Hitting Neediest Hardest
In Indiana, Black and brown families with children and low-income households weren’t confident they could make next month’s rent as of April 2022, according to Census data. Losing federal funds will only make that worse.
“The vulnerable people that were counting on this and other kind of government subsidies or support do not have income to replace that because either they don’t have jobs, or they don’t have any kind of support and on the top of that rent can now be increased and they will be, if not already, most impacted,” Kurban said.
The Indiana Emergency Rental Assistance program, one of two emergency aid programs still accepting applications, has boosted its housing counseling programs to help applicants address the root causes of housing instability, Rayanna Binder, the center’s director, said.
“We’re focused on providing funding for legal services and housing counseling because eventually the money is going to run out and there are going to be people in need who we’re not going to be able to serve because there is not going to be enough funding,” she said.
The emergency rental assistance center in the county serving Fort Wayne, Ind., closed in May.

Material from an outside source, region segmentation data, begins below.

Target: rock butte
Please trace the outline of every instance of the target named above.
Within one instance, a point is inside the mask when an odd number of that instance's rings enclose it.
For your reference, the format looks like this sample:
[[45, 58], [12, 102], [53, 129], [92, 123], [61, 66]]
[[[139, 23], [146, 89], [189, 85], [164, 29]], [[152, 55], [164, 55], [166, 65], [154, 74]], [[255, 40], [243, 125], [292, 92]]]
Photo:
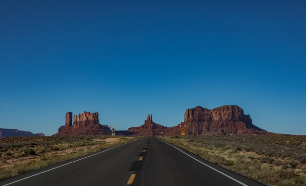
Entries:
[[[65, 125], [58, 129], [56, 135], [110, 135], [110, 129], [99, 124], [98, 112], [84, 112], [79, 115], [67, 112]], [[148, 114], [145, 123], [127, 130], [117, 130], [117, 135], [153, 136], [180, 135], [181, 127], [186, 135], [204, 134], [270, 134], [252, 123], [250, 115], [236, 105], [223, 106], [212, 110], [200, 106], [186, 110], [184, 121], [173, 127], [165, 127], [153, 122], [152, 114]], [[163, 134], [162, 134], [162, 132]]]
[[106, 125], [99, 123], [99, 114], [96, 112], [86, 112], [79, 115], [73, 115], [72, 112], [66, 113], [65, 125], [61, 126], [54, 135], [110, 135], [111, 131]]

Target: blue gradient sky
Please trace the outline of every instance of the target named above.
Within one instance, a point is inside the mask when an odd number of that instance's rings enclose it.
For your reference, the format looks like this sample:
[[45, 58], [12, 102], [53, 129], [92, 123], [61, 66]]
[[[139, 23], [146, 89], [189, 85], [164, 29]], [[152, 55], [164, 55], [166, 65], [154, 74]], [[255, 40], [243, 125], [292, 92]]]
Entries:
[[237, 105], [306, 134], [306, 1], [22, 1], [0, 5], [0, 128], [47, 135], [67, 112], [118, 130]]

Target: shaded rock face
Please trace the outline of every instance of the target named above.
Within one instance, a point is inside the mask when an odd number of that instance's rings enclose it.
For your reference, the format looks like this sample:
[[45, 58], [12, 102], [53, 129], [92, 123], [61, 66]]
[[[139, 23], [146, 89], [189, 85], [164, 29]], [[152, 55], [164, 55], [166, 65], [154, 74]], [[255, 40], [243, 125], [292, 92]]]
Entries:
[[[72, 124], [73, 123], [73, 124]], [[110, 135], [110, 129], [99, 123], [99, 113], [86, 112], [79, 115], [66, 113], [65, 125], [61, 126], [55, 135]]]
[[223, 106], [212, 110], [200, 106], [186, 110], [184, 121], [173, 127], [153, 122], [148, 115], [144, 124], [131, 127], [128, 131], [135, 135], [181, 135], [181, 127], [186, 135], [194, 134], [269, 134], [270, 132], [253, 125], [249, 115], [245, 115], [238, 106]]
[[0, 129], [0, 138], [10, 136], [44, 136], [43, 133], [33, 133], [27, 131], [19, 130], [17, 129]]
[[148, 114], [145, 123], [140, 127], [131, 127], [128, 130], [129, 133], [135, 136], [153, 136], [161, 134], [161, 132], [168, 130], [168, 128], [154, 123], [152, 114]]
[[69, 127], [72, 125], [72, 112], [66, 113], [65, 127]]
[[171, 135], [179, 135], [180, 127], [187, 134], [267, 134], [266, 130], [253, 125], [250, 115], [238, 106], [223, 106], [212, 110], [200, 106], [187, 109], [184, 122], [174, 127]]

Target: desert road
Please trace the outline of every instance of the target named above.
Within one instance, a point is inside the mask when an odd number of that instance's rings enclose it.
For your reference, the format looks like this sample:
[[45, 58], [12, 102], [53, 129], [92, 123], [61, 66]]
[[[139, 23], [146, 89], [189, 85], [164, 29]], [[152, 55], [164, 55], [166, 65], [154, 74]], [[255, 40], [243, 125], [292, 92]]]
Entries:
[[262, 186], [154, 137], [0, 182], [0, 186]]

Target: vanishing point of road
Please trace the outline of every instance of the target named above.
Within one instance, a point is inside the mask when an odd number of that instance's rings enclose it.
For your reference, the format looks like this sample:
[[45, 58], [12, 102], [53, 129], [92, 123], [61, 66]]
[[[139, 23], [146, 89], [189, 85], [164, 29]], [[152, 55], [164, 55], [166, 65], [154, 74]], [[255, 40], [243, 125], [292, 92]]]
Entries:
[[0, 186], [262, 186], [154, 137], [0, 182]]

In Allen County, which includes Fort Wayne, nearly 32% of eviction filings in May were for Black and Hispanic households, according to data from the Eviction Lab. Black and Hispanic residents account for a combined 20% of the county population.

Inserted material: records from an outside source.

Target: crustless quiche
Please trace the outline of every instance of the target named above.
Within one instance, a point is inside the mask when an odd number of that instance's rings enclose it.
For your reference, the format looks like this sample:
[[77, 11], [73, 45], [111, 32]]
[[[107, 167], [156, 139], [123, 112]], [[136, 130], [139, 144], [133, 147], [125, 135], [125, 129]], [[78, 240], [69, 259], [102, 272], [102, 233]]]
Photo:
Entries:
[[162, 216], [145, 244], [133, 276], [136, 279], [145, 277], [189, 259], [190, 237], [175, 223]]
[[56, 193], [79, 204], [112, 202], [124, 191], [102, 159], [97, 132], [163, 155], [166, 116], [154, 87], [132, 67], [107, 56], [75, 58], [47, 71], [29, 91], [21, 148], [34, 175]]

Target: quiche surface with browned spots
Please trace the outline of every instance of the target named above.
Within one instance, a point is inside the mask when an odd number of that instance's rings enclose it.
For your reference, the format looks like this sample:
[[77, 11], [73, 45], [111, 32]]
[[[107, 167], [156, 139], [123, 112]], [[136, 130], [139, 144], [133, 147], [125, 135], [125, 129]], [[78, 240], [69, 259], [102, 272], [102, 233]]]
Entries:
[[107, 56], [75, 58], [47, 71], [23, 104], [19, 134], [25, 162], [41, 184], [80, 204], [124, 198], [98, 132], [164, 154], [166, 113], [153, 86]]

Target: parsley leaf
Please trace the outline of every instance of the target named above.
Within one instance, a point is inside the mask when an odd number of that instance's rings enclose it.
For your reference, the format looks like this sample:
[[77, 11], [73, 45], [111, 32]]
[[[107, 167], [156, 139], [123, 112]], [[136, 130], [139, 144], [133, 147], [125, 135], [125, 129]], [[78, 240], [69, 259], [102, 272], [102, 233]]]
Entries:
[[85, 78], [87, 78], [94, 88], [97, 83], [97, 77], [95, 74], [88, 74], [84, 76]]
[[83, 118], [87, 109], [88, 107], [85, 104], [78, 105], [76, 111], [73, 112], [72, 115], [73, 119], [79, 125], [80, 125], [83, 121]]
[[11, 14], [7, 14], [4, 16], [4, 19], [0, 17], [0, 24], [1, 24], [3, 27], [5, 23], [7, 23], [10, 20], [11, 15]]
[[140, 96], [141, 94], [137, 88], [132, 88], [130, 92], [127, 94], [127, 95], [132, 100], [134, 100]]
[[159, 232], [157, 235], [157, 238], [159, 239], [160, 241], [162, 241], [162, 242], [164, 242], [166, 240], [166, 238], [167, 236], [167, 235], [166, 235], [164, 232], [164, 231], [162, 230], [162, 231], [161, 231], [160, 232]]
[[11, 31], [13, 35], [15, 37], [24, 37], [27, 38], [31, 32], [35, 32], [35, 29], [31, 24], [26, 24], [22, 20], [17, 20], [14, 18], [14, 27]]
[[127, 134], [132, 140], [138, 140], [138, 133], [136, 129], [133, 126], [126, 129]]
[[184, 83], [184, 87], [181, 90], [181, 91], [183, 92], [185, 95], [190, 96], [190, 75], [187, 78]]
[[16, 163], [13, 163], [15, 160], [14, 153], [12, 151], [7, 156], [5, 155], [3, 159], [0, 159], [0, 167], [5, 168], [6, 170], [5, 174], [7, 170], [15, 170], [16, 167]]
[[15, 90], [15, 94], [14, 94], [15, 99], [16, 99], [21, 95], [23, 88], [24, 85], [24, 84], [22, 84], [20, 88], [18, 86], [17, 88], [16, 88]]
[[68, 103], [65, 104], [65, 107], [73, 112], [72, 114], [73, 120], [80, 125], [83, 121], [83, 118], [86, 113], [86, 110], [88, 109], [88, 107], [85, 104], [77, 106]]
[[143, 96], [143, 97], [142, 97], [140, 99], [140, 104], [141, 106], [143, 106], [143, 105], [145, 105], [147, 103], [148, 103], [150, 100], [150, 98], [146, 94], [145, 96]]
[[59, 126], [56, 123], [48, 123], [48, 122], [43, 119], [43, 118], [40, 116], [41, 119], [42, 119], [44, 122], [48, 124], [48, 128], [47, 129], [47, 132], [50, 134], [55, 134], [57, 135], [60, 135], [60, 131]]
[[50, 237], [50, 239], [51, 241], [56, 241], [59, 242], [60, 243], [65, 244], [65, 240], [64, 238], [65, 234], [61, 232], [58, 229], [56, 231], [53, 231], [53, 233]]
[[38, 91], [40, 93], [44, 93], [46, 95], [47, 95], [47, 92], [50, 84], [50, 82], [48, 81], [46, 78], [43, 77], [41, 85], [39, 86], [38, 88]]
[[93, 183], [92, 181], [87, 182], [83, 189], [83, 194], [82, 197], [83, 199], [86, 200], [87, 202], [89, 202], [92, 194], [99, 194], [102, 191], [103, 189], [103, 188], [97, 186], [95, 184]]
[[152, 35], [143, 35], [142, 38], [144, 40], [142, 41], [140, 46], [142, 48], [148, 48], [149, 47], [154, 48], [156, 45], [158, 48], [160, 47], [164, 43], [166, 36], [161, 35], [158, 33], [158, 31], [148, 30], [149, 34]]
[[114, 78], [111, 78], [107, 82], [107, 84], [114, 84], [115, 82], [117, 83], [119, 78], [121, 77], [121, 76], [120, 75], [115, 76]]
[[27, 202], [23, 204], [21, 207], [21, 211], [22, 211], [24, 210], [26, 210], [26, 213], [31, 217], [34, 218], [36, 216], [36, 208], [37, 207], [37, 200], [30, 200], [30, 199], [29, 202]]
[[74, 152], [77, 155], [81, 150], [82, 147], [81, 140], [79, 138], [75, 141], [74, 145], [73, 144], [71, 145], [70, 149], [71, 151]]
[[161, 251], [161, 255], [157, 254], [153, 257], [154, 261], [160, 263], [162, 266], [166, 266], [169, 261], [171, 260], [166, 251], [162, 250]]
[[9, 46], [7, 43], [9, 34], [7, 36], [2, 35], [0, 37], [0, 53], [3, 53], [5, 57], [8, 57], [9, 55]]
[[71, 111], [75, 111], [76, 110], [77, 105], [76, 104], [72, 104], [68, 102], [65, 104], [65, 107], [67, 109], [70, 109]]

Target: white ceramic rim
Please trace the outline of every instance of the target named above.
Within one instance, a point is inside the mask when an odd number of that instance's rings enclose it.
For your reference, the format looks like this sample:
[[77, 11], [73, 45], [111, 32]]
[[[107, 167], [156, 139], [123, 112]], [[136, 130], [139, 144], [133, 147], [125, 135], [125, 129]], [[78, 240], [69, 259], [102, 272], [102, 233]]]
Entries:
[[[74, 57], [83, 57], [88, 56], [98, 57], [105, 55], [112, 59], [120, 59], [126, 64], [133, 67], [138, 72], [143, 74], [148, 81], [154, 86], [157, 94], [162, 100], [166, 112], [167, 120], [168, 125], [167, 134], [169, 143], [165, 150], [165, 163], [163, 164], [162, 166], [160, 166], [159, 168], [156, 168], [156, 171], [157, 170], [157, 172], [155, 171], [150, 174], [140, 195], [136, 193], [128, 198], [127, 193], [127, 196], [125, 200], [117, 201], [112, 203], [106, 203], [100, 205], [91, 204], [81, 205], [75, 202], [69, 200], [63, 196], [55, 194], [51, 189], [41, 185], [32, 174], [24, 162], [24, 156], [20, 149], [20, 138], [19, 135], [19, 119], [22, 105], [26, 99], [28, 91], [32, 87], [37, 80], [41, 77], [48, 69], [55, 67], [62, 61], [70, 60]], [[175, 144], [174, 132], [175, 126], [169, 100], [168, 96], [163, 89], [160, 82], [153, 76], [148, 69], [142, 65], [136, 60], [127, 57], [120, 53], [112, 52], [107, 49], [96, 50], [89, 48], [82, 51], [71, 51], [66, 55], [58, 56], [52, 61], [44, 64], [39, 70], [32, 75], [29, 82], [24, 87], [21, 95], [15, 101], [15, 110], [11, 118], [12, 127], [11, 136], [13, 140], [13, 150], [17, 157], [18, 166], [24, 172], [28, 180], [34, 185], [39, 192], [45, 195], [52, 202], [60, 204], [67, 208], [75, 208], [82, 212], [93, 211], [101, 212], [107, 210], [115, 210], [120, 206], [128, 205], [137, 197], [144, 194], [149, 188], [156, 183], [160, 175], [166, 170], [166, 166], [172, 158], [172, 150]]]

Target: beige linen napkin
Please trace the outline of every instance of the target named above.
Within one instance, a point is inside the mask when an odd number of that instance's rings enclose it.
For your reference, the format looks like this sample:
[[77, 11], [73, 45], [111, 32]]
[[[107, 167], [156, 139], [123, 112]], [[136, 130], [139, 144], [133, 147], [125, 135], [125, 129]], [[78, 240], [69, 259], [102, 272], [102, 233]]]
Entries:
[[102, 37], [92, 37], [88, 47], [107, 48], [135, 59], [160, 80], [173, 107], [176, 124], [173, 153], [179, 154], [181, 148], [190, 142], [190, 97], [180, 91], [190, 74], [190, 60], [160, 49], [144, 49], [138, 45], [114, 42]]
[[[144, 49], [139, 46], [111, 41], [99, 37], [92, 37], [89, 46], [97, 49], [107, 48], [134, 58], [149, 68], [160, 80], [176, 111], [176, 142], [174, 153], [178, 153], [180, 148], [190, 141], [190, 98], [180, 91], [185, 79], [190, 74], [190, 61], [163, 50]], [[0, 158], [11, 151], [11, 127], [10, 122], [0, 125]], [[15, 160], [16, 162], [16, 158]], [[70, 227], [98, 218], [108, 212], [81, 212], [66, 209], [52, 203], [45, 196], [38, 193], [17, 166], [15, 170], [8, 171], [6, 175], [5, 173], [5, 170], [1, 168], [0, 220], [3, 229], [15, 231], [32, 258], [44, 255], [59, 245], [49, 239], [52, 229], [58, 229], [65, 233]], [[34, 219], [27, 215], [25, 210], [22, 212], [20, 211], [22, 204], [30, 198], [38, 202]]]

The city partnered with a nonprofit rehousing group to help residents get at least 12 months of rental assistance, said Kelly Lundberg, head of the Office of Housing and Neighborhood Services in Fort Wayne.

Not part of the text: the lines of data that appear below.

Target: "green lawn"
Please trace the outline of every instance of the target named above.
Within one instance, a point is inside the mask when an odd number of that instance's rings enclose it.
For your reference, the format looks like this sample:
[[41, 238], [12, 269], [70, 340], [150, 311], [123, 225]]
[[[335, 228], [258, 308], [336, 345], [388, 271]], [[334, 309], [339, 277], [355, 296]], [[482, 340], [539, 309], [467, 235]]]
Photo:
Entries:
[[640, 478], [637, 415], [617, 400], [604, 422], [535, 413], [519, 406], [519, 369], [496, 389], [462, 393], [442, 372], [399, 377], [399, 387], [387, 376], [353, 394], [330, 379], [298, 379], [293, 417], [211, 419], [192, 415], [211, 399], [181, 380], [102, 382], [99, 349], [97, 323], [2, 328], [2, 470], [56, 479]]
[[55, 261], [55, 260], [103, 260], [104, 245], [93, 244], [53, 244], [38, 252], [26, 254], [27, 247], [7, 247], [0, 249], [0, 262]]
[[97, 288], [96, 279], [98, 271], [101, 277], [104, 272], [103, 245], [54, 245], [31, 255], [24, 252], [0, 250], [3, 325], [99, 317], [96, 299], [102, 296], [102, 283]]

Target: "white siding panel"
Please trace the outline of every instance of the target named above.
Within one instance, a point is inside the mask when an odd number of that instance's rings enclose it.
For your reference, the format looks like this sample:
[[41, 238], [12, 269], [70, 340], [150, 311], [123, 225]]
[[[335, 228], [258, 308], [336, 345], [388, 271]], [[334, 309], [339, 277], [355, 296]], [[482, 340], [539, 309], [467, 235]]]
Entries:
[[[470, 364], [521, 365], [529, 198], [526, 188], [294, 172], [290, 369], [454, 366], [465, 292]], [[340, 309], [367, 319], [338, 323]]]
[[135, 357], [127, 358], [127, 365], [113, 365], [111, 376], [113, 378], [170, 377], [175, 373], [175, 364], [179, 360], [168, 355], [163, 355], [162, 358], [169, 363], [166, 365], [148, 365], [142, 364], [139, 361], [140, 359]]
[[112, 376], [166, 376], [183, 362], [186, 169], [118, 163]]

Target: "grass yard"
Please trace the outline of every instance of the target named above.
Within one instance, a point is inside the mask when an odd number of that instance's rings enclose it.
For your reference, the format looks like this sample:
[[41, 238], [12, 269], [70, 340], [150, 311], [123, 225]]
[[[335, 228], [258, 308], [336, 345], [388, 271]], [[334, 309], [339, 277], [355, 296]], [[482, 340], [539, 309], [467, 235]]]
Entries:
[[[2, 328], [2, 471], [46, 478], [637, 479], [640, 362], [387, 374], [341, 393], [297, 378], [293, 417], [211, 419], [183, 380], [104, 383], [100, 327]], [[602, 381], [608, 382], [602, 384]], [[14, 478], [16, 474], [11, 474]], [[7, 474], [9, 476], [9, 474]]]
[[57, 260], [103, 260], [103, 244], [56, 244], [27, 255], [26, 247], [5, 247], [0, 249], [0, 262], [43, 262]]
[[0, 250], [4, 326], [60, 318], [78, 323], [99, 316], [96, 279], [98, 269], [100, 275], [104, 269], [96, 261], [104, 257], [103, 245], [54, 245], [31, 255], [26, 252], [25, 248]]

“Anybody that has become unhoused during the pandemic, our partner agency would work with them to, if eligible, provide a letter that states that we would cover rent for as long as they continue to be eligible at every three-month check,” Lundberg said.
Nine of Florida’s 32 rental assistance programs have closed, forcing some local governments to step into the gap.
Broward County broadened its relief for people facing rental increases they can’t afford. The expansion aims to cover three months of rent and the average amount that can be received is $8,300, Hill said.
Hill added that people who may not have qualified under the emergency assistance requirements, like those who had continued working throughout the pandemic and didn’t have hardships others had but face increases now, will more than likely benefit from this expansion.
Miami saw its average rent jump by 29% since last year, the fifth highest increase among metro areas. In response, Miami-Dade County, which is nearly 69% Hispanic, expanded its assistance program to help eligible residents cover rent hikes for a period of three months.
The emergency aid was always meant to be temporary, but housing advocates fear vital expertise is being lost as rental assistance programs wind down.
“Even with reallocation that will help to extend some of the programs a little bit longer, there is not enough emergency rental assistance to meet the need of all the low-income renters in the country,” said Sarah Gallagher, the ERASE (End Rental Arrears to Stop Evictions) senior project director at The National Low Income Housing Coalition.” And even though there was a historic amount of investment, unfortunately, due to increasing housing costs, lack of affordable housing stock, there’s the need for permanent solutions.”
As the emergency funds dwindle, housing advocates shift their focus back to outreach efforts and one-on-one work with vulnerable tenants, said N. Giovanni Bush , an attorney with the Legal Services of North Florida.
“This new normal is not good because what you’re seeing right now for [renters in crisis], and what I’m concerned about, is no affordable housing and very low paying jobs for average tenants,” he said.
“You then have the stigma of eviction on many people’s records now who never had that, so they don’t have the opportunity and landlords don’t want to rent those people and then on top of that, there isn’t really any concentrated efforts in our community to make sure that those who are financially most at risk of homelessness are getting any funds or things that are tracking in their community.”